CGI Security : Better Safe than Sorry
Creating a Page Counter In Perl
Speed Thrills : CGI Please ... and Fast!
CGI Programming Made (Relatively) Easy Using Libraries
Server-Side Includes and its Extensions
Random and Recursive Crypting using Salt on Unix and Win32
You are here: irt.org | Articles | CGI & Perl | Reading and Writing to Files on the Server [ previous next ]
Published on: Sunday 9th August 1998 By: Jason Nugent
In the past few articles, we have taken a look at how data is sent to the server, how it is read into your CGI script, and also how to extract that information from its encoded form. Once we had this data, we showed it back to the user to prove to ourselves that the process worked correctly.
The problem is, however, is that once the CGI script is done executing, our data is lost. Gone. No more. The next time our script was run, it would start off fresh, with no recollection of what had just happened.
Its time to change how this works, it would appear. This article will discuss the mechanisms most often used in Perl scripts to store data out to the filesystem so it can be used again at a later time. Once your data is in a file on the server, other programs may access it, you can manipulate it, graph it, or do just about anything you want with it.
I'm going to assume that you are familiar with the decoding process discussed in the other article. I will assume that you have the data stored in an series of variables, ready to be saved out to the filesystem. Let us begin.

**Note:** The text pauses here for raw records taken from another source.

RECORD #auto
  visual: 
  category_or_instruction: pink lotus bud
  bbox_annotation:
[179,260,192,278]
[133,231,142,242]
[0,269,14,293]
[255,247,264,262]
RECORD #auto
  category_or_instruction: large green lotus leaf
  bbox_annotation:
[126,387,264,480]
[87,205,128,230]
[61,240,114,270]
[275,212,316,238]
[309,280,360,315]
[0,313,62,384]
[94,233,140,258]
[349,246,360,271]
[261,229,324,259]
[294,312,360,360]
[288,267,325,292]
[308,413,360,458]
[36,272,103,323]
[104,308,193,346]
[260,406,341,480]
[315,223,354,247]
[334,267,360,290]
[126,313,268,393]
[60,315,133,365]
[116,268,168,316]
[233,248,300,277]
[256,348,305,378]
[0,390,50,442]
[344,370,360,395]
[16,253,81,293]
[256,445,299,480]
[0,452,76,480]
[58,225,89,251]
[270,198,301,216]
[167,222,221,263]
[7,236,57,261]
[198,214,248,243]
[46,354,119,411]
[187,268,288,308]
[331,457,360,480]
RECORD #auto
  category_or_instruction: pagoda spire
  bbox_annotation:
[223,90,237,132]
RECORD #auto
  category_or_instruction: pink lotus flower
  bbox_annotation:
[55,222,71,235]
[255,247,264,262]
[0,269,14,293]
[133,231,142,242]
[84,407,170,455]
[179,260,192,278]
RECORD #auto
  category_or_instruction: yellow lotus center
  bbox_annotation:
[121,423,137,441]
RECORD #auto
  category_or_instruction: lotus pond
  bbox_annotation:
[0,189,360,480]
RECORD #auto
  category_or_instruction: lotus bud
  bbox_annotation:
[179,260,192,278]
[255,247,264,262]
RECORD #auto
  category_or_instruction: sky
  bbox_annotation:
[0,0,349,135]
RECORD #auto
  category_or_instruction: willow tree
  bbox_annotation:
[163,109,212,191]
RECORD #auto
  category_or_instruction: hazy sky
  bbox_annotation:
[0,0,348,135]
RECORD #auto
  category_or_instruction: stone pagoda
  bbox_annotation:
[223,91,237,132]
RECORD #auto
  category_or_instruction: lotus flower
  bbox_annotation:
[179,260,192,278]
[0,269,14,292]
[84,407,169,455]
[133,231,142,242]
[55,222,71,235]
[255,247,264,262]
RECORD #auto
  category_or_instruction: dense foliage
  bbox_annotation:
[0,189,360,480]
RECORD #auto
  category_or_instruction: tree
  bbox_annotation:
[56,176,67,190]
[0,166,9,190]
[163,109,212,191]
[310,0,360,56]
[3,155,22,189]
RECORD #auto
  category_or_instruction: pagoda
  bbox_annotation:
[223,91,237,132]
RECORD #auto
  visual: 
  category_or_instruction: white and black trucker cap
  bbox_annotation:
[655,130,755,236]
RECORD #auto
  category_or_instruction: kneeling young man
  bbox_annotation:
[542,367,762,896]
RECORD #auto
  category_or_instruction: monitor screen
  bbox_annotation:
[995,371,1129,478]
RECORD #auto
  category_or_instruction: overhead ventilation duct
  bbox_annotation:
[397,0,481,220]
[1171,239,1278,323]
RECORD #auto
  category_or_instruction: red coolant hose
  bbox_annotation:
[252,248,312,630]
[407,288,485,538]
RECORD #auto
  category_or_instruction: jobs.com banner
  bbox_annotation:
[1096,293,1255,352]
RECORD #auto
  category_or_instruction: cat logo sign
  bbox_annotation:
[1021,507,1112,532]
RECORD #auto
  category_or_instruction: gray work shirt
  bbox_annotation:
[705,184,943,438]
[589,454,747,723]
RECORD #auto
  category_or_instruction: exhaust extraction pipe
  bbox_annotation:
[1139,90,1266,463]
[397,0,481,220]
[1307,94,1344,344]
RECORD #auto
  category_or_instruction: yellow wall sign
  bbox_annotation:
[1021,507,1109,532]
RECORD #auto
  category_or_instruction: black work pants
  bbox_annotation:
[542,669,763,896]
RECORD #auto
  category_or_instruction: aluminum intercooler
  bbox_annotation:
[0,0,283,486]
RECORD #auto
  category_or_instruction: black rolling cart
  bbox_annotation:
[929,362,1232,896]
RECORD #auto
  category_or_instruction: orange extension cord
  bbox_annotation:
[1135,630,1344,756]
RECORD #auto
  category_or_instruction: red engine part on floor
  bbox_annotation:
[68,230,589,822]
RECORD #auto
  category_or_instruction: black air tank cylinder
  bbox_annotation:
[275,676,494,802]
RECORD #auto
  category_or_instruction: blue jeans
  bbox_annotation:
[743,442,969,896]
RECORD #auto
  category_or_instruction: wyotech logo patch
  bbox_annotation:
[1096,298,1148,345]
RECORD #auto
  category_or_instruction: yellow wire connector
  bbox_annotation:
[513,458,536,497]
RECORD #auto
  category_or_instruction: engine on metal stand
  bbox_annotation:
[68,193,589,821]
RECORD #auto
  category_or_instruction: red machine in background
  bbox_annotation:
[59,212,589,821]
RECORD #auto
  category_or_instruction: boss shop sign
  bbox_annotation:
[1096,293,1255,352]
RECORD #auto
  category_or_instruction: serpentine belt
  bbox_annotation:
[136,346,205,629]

In order to save or read information from a file (or from STDIN, the location where the information comes into your script when POST is used to submit it), you need a filehandle open. A filehandle is basically a pipeline or gateway to a resource outside the script. Typically, these resources are files located on the server. A filehandle is created when you open a file either for reading, writing, or appending. Printing to or reading from the filehandle represents printing to or reading from the file on the server. To create a filehandle, you need to use the open() command.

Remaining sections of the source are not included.